November 24, 2012

For All Americans and Not Just Those in the U.S.

AmericasWhen one is brought up in a culture in which one's family, peers, the media, and virtually everyone one meets believes something, it is easy to understand why it is so hard to break away from the belief. If you are an atheist living in a predominately religious country, you know exactly what I mean. When I stop and think about this, I must marvel that there are as many of us as there appear to be.

As difficult as it may be to break away from religious belief in such an environment, religion is by no means the only example of this. We could say the same about a number of popular cultural traditions and practices. In this post, I'd like to address one such practice that I am currently trying to abandon and having an unexpectedly difficult time doing so.

I have been told a number of times that using "America" to refer to the United States or "Americans" to refer to persons residing within the United States is offensive to those who reside in the rest of North and South America. I understand perfectly well why this would be the case, and yet, I have discovered that this is an extremely difficult habit for me to break.

As long as I can remember, "America" has been used to refer only to the United States and "Americans" has been used to describe the people living in the U.S. This is how my family, friends, teachers, and acquaintances all talk. This is what I see, hear, and read from the news media and from my elected officials. This terminology is about as universally accepted and widely used as anything else I can think of. The degree to which it has been embedded in my consciousness cannot be overstated.

It is only recently, that it has been brought to my attention that "America" and "American" should not be used in this manner. During this time, I've made an effort to change how I write and how I speak. And yet, I continue to catch myself resorting back to the old terms more than I'd care to admit. Unlearning something this ingrained is really tough!

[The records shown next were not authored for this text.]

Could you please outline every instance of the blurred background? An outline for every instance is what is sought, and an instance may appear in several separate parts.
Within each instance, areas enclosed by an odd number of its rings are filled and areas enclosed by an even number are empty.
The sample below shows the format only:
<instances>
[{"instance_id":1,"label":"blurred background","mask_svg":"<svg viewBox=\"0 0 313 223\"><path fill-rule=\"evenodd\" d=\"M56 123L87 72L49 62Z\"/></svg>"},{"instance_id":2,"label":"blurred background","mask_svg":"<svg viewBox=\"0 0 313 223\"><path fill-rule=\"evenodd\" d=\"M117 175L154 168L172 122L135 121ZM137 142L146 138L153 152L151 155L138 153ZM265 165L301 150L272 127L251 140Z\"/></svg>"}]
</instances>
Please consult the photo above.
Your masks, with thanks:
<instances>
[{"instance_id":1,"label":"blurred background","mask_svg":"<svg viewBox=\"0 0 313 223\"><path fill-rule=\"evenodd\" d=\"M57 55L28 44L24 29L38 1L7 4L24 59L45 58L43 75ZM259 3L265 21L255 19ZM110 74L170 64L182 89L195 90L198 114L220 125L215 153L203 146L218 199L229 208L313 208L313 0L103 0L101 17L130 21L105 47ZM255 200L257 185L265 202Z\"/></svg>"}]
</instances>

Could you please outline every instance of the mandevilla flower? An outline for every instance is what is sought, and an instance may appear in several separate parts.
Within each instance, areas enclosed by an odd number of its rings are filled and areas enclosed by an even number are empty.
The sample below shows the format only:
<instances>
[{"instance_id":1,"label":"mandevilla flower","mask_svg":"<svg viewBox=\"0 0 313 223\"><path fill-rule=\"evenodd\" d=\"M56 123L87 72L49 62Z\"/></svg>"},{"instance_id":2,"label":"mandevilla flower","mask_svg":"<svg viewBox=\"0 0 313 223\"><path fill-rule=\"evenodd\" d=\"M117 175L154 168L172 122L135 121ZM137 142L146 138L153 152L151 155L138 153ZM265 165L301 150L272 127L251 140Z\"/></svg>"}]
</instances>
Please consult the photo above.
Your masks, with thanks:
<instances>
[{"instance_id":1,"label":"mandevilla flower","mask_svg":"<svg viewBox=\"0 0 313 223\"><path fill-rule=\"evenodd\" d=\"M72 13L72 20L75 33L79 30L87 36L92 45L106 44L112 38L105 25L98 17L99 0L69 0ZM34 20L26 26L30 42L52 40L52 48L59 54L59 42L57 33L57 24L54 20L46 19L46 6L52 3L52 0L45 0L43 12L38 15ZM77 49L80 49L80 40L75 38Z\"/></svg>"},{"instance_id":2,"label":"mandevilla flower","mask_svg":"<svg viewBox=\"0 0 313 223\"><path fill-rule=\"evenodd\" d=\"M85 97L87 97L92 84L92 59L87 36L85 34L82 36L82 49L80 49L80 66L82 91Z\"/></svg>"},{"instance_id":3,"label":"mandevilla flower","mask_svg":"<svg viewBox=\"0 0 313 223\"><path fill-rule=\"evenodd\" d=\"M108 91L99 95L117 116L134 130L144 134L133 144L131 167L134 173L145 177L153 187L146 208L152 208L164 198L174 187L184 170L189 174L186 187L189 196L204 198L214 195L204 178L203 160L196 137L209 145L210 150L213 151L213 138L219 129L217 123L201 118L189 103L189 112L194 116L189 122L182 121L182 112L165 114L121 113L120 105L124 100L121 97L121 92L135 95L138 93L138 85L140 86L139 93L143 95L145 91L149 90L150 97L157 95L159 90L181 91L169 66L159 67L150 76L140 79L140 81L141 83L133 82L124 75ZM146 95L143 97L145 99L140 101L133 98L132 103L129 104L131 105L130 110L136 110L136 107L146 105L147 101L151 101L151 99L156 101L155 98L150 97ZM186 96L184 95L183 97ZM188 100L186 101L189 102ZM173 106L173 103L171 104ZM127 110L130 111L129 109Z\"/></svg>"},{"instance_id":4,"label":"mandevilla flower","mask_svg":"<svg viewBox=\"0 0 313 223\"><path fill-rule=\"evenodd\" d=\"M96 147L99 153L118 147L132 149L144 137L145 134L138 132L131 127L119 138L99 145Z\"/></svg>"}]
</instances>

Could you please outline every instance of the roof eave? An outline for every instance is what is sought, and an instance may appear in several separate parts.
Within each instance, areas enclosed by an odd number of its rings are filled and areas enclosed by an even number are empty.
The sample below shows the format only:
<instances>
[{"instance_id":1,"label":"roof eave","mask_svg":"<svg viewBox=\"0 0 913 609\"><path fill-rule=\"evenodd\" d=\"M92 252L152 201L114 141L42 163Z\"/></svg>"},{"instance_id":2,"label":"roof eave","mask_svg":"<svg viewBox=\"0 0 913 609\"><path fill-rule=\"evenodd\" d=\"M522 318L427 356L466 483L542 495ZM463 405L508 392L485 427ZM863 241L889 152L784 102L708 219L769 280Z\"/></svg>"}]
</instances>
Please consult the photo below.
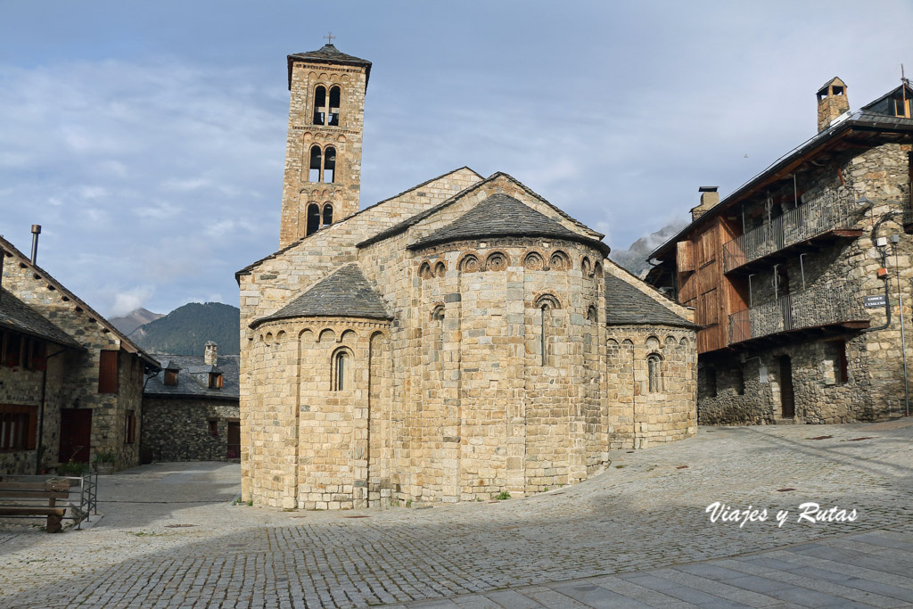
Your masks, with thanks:
<instances>
[{"instance_id":1,"label":"roof eave","mask_svg":"<svg viewBox=\"0 0 913 609\"><path fill-rule=\"evenodd\" d=\"M306 58L300 55L288 56L289 63L289 90L291 90L291 68L296 61L301 63L336 64L341 66L357 66L364 68L364 88L368 89L368 80L371 79L371 62L367 59L355 61L353 59L331 59L329 58Z\"/></svg>"},{"instance_id":2,"label":"roof eave","mask_svg":"<svg viewBox=\"0 0 913 609\"><path fill-rule=\"evenodd\" d=\"M257 330L258 327L262 326L264 323L269 321L284 321L286 320L313 320L317 318L334 318L334 319L346 319L346 320L373 320L380 321L393 321L393 316L386 315L340 315L338 313L326 314L321 313L320 315L279 315L279 316L270 316L263 317L259 320L254 320L247 325L251 330Z\"/></svg>"},{"instance_id":3,"label":"roof eave","mask_svg":"<svg viewBox=\"0 0 913 609\"><path fill-rule=\"evenodd\" d=\"M823 132L823 137L820 141L815 142L815 145L810 146L805 149L804 146L811 144L817 135L810 139L805 144L803 144L795 149L792 153L787 153L786 156L782 157L781 160L777 161L774 164L771 165L765 169L761 173L758 173L753 178L746 182L744 184L740 186L734 192L732 192L729 196L720 201L719 204L708 209L706 213L701 215L698 219L692 221L690 224L686 226L680 231L676 233L673 236L669 237L665 243L660 245L658 247L654 249L647 256L647 260L658 257L662 255L668 253L668 251L675 247L675 244L679 240L680 237L692 232L698 226L701 226L702 223L707 222L711 217L717 217L720 212L729 209L731 205L739 203L744 196L748 194L750 191L759 186L764 181L770 179L771 174L776 173L781 171L786 165L792 163L795 163L803 158L813 156L816 154L823 146L833 142L834 140L839 139L839 137L844 137L852 131L853 128L864 129L866 131L913 131L913 121L910 125L892 125L887 128L884 124L879 124L877 121L861 121L858 119L846 119L843 122L840 122L831 128L830 132Z\"/></svg>"}]
</instances>

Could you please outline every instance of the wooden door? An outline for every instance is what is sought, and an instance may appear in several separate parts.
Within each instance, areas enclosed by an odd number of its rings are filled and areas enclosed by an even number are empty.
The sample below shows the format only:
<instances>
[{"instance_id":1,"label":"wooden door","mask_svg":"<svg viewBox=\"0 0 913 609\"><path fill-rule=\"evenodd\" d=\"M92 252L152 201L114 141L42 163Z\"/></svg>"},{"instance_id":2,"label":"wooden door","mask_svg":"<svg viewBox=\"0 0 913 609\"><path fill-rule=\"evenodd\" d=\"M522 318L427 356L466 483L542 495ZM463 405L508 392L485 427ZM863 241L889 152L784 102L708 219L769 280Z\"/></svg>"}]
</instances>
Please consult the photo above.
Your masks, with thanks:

Why is this so much more difficult for me than it was to escape religion? I'm really not sure. My religious belief seemed to gradually melt away over a period of time before I began to confront it. By the time I started to recognize that I really did not believe in gods, I think I'd already managed to let go of much of the delusion. It is strange that this terminology, to which I have no conscious emotional attachment, is so much harder to discard. As much as I want to drop it, I keep screwing up.

I wonder if this is what it is like for some of the Whites I know who still use the "n-word" when they do not think anyone is listening. I wonder if this is what it is like for the men I know who make horribly misogynistic jokes even though they readily support equal pay for their female co-workers. I suppose old habits die hard even when they really should die.